Des modifications urgentes doivent être mises en oeuvre à l’EFSA et au niveau de l’UE pour veiller à ce que l’EFSA remplisse le rôle qui lui est dévolu : fournir des avis scientifiques impartiaux et au fait des connaissances les plus récentes pour protéger la santé publique.

L’EFSA doit :

- Baser les évaluations des risques sur toutes les preuves disponibles, y compris toutes les études compétentes, indépendantes, validées par des pairs scientifiques.

- Revoir sa politique d’indépendance pour exclure les personnes présentant des conflits d’intérêts de son conseil d’administration, des groupes d’experts scientifiques, et du comité scientifique, et mettre un terme efficace au pantouflage.

- Chercher activement des experts indépendants et pousser les institutions de l’UE à accorder à l’agence les moyens de les payer pour leur travail.

- Mettre un terme à toute collaboration avec l’industrie et aux organisations affiliées à l’industrie telles que l’International Life Sciences Institute (ILSI)

- Assurer la transparence complète de ses évaluations des risques et des nominations de personnel et d’experts.

La Commission européenne, les Etats membres, et le Parlement européen doivent :

- Réviser les lois de l’UE afin d’obliger que les évaluations des risques soient fondées sur des études effectuées par des laboratoires indépendants payés par un fonds à gestion publique.
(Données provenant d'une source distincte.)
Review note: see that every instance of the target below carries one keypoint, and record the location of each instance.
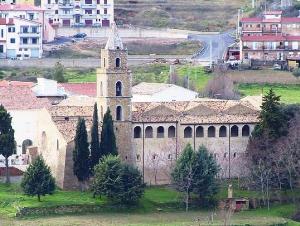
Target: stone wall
(155, 157)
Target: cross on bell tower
(114, 83)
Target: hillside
(203, 15)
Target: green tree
(183, 173)
(7, 140)
(108, 138)
(271, 119)
(117, 181)
(206, 170)
(58, 73)
(133, 187)
(95, 145)
(107, 177)
(38, 180)
(81, 153)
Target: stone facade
(150, 135)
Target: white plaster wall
(24, 122)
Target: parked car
(80, 35)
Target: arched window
(222, 131)
(149, 132)
(118, 62)
(119, 113)
(211, 132)
(234, 131)
(101, 111)
(199, 131)
(171, 132)
(188, 132)
(138, 158)
(101, 89)
(160, 132)
(119, 89)
(137, 132)
(246, 131)
(26, 143)
(44, 140)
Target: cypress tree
(272, 120)
(108, 138)
(38, 180)
(81, 153)
(7, 140)
(95, 145)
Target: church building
(150, 135)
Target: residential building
(20, 38)
(150, 135)
(271, 37)
(18, 2)
(79, 13)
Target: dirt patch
(269, 76)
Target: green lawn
(289, 93)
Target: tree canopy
(95, 143)
(108, 139)
(81, 152)
(7, 139)
(38, 180)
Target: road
(219, 43)
(83, 63)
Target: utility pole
(253, 4)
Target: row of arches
(118, 89)
(117, 62)
(211, 131)
(137, 132)
(188, 131)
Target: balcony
(29, 46)
(29, 35)
(88, 6)
(89, 16)
(66, 5)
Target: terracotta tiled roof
(88, 89)
(202, 112)
(4, 83)
(145, 88)
(290, 20)
(4, 22)
(251, 20)
(270, 38)
(66, 118)
(19, 7)
(20, 98)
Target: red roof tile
(19, 7)
(88, 89)
(263, 38)
(251, 20)
(290, 20)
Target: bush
(117, 181)
(296, 72)
(38, 180)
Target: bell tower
(114, 83)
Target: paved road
(219, 43)
(82, 63)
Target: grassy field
(159, 206)
(290, 94)
(92, 48)
(215, 15)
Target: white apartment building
(20, 38)
(79, 13)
L’industrie devrait en supporter les coûts.

- Inviter des scientifiques indépendants à relire et valider les documents d’orientation et les avis de l’EFSA examen par les pairs et des avis.

- Mettre en place un système de redevances à la charge de l’industrie pour couvrir les frais des évaluations de l’EFSA - tout en veillant à ce qu’une frontière stricte soit maintenue entre l’industrie et de l’EFSA. Cela permettra d’assurer la capacité de l’EFSA à protéger la sécurité alimentaire et environnementale.

- Pourvoir l’EFSA d’un budget pour payer ses experts pour leur travail d’évaluation.

- Changer le règlement fondateur de l’EFSA afin d’exclure des groupes d’experts et de l’administration les personnes présentant des conflits d’intérêts.


Jusqu’à ce que ces ces changements soient mis en oeuvre, il sera difficile, voire impossible, de rétablir la confiance du public dans l’EFSA.